In 1943, Newman met Betty Parson, who ran a small gallery and gave him his first solo show on January 23, 1950. The show received primarily negative response. In 1951 with the help of friends Lee Krasner, Jackson Pollock, and Tony Smith, Newman installs his second exhibit at the Betty Parsons Gallery. Again, critics condemned the exhibition. In the months to follow, Newman removed his work from the Betty Parsons Gallery and withdrew from all gallery activities.

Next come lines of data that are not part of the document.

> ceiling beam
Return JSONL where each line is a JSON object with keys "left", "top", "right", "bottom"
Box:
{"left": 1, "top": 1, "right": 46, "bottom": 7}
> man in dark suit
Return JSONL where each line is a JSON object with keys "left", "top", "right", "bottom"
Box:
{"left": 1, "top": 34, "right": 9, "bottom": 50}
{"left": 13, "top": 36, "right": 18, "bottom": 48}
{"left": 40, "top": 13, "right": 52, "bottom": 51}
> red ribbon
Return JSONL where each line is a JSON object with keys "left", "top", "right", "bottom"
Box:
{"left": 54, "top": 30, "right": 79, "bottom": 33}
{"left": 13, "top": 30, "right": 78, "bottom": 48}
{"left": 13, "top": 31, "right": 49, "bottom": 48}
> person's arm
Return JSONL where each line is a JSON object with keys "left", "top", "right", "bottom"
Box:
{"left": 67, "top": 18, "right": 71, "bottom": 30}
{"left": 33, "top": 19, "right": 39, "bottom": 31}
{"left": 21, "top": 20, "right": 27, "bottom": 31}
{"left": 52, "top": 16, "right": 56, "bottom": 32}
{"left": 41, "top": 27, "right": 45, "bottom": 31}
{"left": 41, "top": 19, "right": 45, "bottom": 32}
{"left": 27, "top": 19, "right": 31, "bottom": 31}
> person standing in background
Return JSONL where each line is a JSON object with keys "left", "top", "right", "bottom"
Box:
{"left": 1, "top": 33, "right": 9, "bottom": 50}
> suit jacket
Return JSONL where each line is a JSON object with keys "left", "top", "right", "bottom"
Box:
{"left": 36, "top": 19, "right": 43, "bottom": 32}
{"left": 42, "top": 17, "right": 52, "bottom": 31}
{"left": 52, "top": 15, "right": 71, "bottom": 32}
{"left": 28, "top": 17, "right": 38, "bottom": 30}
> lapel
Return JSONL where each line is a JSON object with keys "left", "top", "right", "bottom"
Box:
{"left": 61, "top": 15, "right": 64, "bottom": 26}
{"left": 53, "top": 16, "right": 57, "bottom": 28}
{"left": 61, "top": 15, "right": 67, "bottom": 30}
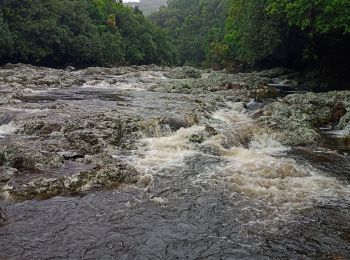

Working on and off throughout the years, Newman developed a mature style characterized by areas of color separated by thin vertical lines, "zips" as Newman called them. While his color palettes changed and evolved, zips were a constant element within Newman's work; creating a spatial divide while simultaneously uniting the canvas. Although an Abstract Expressionist, Newman often gave names to many of his works, hinting at specific subjects, such as Abraham, 1949, the name of his father who had passed away in 1947.
Throughout the late 1950's and 1960's, Newman gained recognition as an artist; and has since been included in numerous gallery and museum exhibitions, including; The New American Painting, Museum of Modern Art, New York; Barnett Newman and Willem de Kooning, Allan Stone Gallery, New York; Barnett Newman, The Stations of the Cross: Lema Sabachtani, Solomon R. Guggenheim Museum; New York; Barnett Newman: January 29, 1905 – July 4, 1970, Pasadena Art Museum, California, and Barnett Newman, Tate Modern, London. In 1970, Newman received the Brandeis University Creative Arts Medal.
Barnett Newman died July 4, 1970 of a heart attack at the age of sixty-five.